Collaborative research between universities, labs, sensor manufacturers, OEMS and system integrators collaborate will foster an innovation culture and speed up the pace of sensor developments. This is one of the unique industries where OEMs both fund the R&D of sensor and device companies and work closely with system manufacturers, as successful automated systems require integration of highly reliable sensors and communication technologies. Key markets for automotive sensors include North America, Europe, and Japan. Large volume of vehicle production in APAC (especially China, Japan, and South Korea) has ensured that these countries are now large installers of innovative vehicle sensors.

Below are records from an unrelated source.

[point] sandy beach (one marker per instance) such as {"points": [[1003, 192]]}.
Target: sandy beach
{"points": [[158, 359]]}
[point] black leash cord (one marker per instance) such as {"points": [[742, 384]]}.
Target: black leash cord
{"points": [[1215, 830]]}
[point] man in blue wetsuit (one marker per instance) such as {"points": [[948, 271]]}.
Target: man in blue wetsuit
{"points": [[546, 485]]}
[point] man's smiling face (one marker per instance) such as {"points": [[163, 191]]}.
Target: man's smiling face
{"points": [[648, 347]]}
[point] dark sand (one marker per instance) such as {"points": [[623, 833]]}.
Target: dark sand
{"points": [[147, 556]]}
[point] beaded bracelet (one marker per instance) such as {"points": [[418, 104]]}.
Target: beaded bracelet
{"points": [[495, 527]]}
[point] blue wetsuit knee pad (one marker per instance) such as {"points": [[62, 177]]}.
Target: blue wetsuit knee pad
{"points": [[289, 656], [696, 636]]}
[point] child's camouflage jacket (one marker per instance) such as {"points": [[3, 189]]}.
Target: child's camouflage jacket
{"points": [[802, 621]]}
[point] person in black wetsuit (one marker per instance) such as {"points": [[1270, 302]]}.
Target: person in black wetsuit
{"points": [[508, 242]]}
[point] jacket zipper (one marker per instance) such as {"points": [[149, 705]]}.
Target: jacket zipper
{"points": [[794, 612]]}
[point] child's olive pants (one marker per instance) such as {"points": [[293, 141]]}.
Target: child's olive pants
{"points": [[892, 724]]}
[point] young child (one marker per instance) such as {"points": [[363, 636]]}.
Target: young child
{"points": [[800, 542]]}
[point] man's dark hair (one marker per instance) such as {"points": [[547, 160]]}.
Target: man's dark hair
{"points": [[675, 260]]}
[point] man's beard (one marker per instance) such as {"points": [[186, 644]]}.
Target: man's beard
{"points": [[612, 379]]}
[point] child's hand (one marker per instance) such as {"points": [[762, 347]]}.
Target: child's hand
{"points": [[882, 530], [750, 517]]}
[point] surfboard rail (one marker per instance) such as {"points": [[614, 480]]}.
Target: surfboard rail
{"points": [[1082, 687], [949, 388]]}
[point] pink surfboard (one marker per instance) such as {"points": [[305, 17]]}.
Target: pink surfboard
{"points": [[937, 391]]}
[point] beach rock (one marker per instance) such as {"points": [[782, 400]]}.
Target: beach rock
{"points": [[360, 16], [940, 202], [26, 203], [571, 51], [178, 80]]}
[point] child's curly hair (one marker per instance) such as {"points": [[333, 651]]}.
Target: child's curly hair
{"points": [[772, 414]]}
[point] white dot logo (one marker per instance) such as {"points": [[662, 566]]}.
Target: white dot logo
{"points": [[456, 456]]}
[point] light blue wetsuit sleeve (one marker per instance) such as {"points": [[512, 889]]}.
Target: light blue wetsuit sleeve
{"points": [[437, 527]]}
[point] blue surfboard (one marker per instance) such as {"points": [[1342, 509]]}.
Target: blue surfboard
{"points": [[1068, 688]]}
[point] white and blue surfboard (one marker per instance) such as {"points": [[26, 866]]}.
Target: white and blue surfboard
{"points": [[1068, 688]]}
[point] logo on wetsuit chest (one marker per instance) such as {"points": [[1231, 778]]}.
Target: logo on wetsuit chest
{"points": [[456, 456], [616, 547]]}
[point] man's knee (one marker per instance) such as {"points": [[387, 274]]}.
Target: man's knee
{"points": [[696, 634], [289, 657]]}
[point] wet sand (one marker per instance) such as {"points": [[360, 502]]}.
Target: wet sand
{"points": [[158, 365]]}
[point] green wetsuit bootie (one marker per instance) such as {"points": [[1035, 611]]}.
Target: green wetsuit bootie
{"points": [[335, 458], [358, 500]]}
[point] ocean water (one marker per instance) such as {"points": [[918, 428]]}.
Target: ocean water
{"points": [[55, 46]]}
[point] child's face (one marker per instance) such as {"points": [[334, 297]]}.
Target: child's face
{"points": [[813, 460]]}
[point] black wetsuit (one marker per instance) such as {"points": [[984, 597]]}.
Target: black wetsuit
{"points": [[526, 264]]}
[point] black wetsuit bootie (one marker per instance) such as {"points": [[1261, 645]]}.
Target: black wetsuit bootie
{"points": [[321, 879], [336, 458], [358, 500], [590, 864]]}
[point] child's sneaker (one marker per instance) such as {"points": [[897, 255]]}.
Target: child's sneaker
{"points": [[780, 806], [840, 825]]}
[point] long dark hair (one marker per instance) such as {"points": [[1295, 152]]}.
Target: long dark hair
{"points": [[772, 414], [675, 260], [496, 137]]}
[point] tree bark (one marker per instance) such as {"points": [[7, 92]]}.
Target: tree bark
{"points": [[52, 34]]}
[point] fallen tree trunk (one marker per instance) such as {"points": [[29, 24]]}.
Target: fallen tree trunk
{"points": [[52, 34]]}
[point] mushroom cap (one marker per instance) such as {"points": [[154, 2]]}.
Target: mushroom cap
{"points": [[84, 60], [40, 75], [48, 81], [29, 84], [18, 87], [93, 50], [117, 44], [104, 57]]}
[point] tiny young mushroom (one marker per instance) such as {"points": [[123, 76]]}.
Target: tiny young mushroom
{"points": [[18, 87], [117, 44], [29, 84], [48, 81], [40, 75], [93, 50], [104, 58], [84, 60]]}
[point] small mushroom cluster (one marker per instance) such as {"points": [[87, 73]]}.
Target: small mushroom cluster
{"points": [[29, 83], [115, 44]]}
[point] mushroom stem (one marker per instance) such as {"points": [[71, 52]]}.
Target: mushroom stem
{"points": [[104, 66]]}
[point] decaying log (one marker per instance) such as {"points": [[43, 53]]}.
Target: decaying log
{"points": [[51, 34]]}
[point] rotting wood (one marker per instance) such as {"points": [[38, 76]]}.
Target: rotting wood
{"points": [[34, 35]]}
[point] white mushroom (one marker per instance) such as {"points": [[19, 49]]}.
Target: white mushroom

To speed up commercialization of autonomous vehicles, extensive use of sensors in vehicles with functionalities such as wireless communication and 3D vision depth sensors is beneficial. Combustion pressure sensors that operate at high temperatures can detect pressure in the cylinders to optimize combustion and improve combustion efficiency. Such sensors can be wirelessly monitored in the vehicle on-board diagnostic platforms. Connected systems and the Internet-of-Things (IoT) are expected to impact the automotive sector. By 2025, all vehicles are likely to be outfitted with V2V, V2I and V2X and other communication technologies to track the presence of the car on road accurately.
With technology advancement, the future of the mobility ecosystem will give rise to new battery and fuel-cell-powered electric vehicles that offer higher efficiency and low emissions. Smart mobility employs automated controls to monitor and cut back on energy consumption. There will also be greater use of energy harvesting (including harvesting vibrations) in vehicles. For rapid commercialization, automotive manufacturers need to adopt collaborative business models to integrate sensor technologies into their vehicle and passenger safety systems.